The CSSTA opened 64 sectors of the Taiwanese economy to Chinese investment and 80 sectors of the Chinese economy to Taiwanese investment. The service industry alone occupies 70% of the Taiwanese economy. Investment in the area would, therefore, boost Taiwan's overall economy significantly. However, services in Taiwan are provided on a far smaller scale than in China. According to the economic analysis of Taiwan conducted by the Heritage Foundation, small and medium-sized enterprises are the backbone of Taiwan's economic expansion. On the other hand, services are provided on a far larger scale in China, given the prominence of e-commerce and government investment in conglomerates in the industry. Investment in the small and medium-sized businesses in Taiwan would, therefore, allow Chinese industries to gain control over the businesses fairly easily. The inflation of services supported by Chinese investment would decrease the value of the individual worker in each of the smaller businesses, effectively combining the businesses into larger clusters that function more like a corporation under the support of Chinese investors. Eventually, this would allow Chinese investors to consolidate a major percentage of Taiwan's entire service industry.
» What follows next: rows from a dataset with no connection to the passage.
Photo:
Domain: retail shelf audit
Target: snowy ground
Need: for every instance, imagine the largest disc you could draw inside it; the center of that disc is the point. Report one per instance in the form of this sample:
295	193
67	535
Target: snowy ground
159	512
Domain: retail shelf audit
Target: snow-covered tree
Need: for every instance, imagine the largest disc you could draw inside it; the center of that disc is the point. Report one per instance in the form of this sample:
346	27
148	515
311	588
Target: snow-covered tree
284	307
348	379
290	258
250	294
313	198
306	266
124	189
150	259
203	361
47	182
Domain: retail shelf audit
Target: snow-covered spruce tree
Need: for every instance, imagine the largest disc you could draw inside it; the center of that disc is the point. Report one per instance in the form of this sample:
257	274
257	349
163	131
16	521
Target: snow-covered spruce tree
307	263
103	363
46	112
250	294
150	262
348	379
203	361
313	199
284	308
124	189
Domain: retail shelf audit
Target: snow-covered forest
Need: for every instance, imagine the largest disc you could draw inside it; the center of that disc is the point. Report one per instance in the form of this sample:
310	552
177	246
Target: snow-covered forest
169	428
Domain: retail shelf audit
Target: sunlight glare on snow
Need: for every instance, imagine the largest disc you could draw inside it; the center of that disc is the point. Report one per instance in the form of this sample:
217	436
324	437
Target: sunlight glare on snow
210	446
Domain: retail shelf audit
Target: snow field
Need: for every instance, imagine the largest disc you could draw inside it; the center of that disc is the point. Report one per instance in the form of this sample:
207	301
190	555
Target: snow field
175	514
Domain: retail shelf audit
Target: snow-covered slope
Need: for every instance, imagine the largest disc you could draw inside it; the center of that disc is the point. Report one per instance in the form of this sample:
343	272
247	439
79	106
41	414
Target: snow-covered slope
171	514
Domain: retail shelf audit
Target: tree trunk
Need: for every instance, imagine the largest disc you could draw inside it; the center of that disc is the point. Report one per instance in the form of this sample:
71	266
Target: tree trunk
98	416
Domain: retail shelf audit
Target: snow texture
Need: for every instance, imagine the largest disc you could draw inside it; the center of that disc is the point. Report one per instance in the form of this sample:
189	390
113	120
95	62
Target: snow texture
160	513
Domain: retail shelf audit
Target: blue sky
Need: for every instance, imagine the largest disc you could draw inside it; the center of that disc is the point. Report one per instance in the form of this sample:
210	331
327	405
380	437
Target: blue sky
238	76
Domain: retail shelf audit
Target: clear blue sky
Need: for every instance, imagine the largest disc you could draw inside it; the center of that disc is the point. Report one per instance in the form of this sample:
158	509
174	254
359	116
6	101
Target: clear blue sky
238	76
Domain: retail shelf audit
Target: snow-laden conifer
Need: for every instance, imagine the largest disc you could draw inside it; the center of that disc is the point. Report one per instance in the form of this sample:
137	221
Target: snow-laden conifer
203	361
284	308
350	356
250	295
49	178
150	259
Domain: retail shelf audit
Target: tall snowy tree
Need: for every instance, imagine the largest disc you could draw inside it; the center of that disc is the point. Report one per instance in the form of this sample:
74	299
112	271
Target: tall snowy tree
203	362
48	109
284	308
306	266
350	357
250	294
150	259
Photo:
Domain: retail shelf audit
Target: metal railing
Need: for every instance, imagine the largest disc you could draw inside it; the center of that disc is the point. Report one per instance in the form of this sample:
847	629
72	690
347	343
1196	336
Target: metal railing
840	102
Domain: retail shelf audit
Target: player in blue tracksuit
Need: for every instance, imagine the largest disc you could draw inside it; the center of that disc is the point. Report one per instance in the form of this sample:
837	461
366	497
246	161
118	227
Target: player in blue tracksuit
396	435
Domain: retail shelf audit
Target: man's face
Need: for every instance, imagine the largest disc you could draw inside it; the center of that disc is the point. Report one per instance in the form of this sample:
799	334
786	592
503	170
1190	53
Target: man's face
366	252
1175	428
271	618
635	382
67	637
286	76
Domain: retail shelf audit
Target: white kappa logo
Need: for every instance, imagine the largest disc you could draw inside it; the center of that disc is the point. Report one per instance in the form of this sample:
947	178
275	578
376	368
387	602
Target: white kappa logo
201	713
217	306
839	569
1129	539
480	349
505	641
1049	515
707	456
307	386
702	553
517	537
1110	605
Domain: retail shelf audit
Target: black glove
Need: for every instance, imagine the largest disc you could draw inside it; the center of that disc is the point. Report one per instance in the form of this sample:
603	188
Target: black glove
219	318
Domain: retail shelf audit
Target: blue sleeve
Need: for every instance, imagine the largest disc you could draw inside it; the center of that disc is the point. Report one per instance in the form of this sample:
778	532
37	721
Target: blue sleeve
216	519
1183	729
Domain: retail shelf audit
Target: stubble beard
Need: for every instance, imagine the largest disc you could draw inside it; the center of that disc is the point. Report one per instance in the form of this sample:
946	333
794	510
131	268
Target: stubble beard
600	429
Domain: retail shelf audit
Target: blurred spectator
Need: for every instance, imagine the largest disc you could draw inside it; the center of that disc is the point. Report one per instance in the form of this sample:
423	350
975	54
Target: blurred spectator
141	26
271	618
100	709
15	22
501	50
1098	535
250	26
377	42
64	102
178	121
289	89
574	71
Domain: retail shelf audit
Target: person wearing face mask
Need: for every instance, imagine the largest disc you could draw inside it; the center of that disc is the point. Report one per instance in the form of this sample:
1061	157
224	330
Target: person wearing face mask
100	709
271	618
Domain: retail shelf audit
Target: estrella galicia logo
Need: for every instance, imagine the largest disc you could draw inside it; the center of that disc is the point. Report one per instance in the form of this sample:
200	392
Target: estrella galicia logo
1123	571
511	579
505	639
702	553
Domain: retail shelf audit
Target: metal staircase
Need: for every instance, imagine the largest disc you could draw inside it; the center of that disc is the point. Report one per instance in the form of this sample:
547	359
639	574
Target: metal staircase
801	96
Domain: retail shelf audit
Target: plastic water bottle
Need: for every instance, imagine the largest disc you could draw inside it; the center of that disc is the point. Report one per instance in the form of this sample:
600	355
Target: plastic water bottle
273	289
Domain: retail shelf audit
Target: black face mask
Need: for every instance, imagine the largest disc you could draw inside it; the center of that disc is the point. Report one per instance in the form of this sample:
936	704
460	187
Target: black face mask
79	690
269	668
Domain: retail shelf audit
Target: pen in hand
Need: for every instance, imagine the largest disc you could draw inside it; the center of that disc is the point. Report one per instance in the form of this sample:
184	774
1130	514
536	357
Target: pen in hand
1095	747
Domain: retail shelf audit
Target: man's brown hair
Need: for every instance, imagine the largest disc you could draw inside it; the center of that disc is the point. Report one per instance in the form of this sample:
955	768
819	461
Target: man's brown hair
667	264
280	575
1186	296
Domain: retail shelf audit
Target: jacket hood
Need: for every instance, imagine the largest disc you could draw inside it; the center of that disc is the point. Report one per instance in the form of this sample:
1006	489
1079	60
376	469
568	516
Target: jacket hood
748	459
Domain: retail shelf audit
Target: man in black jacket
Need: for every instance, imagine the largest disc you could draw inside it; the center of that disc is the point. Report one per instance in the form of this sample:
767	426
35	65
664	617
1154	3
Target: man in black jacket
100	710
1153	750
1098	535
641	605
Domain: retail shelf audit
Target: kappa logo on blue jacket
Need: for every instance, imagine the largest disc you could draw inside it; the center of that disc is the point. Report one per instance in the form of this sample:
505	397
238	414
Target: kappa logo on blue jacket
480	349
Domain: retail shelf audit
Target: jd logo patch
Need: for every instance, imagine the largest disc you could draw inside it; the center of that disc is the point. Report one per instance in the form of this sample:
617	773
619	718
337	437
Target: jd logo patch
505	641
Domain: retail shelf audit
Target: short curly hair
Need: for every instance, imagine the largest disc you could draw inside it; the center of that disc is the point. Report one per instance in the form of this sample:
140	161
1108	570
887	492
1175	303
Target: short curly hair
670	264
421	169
But of course, all this is just projections. So far, the stagnation of Taiwan's economy has kept Chinese investors out of small businesses. The increasingly competitive Chinese investors (which is ironic because the People's Republic of China is ruled by the Communist Party) are reluctant to take the risk and invest in a collection of businesses that would likely not profit. However, the CSSTA has given the People's Republic of China greater control over the individual Taiwanese worker. It is reported by the Economist that one-tenth of working-age Taiwanese now live in mainland China. The shift in the labor market decreases the efficiency of the Taiwanese manufacturing industry. According to Los Angeles Times, more than 40% of Taiwanese exports and more than 70% of Taiwan's outbound investments go through China. 79% of those exports are low-value-added midstream components such as parts of shoes, clothes, and electronics. Those products are then assembled in China before they are exported, generating more profit for the Chinese manufacturing industry with low returns for Taiwanese manufacturers. The smaller industries in Taiwan are decreasing in size due to the shrinking labor market, making them more vulnerable to the exploitation of foreign markets. The free trade agreement, starting with the ECFA and reinforced by the CSSTA, is, therefore, undermining Taiwan's economic system from its very foundation -- the source of labor.